I wonder if it will be understood how terrible disillusion on such a scale can be. I had been thinking of the United States for so long as the home of the free and the easy that it was hard to bring myself to the belief that the police there were both peremptory and severe. I had thought them all Irishmen of the humorous, or "darlint" type. It seems I was mistaken. The little—I am now afraid misleading—paragraphs which from time to time appear in the English papers, saying that there has been a hold-up on Fifth Avenue, or that the Chief of Police in some great city has been found to be the head of a gang of international assassins, that things called Tammany and graft and saloons flourish there without let or hindrance, had attracted me to the United States. I wanted to live in such a country. Here, I said, is a place where every man's hand is for himself, where the revolver plays its true part, and where, with the aid of a humorous Irish policeman, who will find me stunned by a sandbag and take me to his little home in 244th Street and reveal the fact that he is descended from Cuchulain, I can be happy.

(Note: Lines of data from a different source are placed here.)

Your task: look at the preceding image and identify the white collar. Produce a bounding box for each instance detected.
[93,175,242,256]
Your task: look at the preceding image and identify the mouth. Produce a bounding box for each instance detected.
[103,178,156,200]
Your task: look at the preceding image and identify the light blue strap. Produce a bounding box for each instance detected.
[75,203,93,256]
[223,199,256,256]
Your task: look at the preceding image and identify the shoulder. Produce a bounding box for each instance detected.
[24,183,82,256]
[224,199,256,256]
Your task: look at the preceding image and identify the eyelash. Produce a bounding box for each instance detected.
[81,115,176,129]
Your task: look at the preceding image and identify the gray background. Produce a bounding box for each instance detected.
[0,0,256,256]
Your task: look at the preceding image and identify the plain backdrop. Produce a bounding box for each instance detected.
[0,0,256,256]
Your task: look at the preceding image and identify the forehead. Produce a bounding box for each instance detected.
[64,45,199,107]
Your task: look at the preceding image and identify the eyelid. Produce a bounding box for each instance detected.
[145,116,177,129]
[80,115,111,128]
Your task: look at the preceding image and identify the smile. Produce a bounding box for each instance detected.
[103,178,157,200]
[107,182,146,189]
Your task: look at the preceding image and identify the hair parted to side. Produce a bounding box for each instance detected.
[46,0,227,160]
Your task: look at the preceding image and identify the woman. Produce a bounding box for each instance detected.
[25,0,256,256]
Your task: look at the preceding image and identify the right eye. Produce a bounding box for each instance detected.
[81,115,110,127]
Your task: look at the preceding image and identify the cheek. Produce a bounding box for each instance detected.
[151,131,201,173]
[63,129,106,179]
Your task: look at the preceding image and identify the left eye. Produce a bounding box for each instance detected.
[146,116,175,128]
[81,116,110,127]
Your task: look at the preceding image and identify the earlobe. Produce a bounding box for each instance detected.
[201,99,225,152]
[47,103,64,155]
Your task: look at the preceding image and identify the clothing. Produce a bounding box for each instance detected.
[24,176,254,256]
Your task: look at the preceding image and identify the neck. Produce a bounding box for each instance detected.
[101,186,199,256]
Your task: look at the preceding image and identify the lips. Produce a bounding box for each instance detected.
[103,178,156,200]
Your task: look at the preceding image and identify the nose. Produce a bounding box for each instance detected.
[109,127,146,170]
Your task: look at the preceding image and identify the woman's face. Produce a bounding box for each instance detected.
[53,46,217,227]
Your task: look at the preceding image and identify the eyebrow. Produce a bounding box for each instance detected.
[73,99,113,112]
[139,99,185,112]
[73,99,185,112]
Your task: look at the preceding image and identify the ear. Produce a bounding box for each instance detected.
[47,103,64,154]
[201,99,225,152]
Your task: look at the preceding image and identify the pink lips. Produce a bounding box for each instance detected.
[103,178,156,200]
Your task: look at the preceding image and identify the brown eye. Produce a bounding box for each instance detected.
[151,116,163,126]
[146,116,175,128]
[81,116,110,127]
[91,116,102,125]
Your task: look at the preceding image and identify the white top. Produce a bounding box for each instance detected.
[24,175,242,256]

At first I thought that my friend must be exaggerating. Not lightly was I prepared to let my dream go. But I am afraid that my confidence in America as the home of freedom needs a tonic. She may have been right, although it seems unbelievable. When I thought the problem out clearly I came to the conclusion that there was a sinister sound about that comment upon our policemen. Were they losing control of us? Apparently not. I had trouble on the road with a policeman over the rear light of my car. There is no doubt that England is efficiently policed. And so my mind stole back to America with a new uneasiness. I recollected tales which I had heard about sumptuary laws regulating the dress of American women, both in and out of the water. I saw the police invading restaurants and snatching cigarettes from the mouths of women. I saw drink being driven underground by Prohibition. I began to question whether I should really like to live in the United States after all. I asked those of my friends who had been to America.
They told me that if I visited America I should be regaled privately with champagne from the huge reserves of private wine-cellars, but that as a resident I should be forbidden to drink anything that enlivened me. It was a great shock. I am not yet recovered from it. I see that I shall after all have to live quietly in England with my pipe and my abstemious bottle of beer. And yet I should like to visit America, for it has suddenly become in my imagining an enormous country of "Don't!" and I want to know what it is like to have "Don't" said by somebody who is not a woman.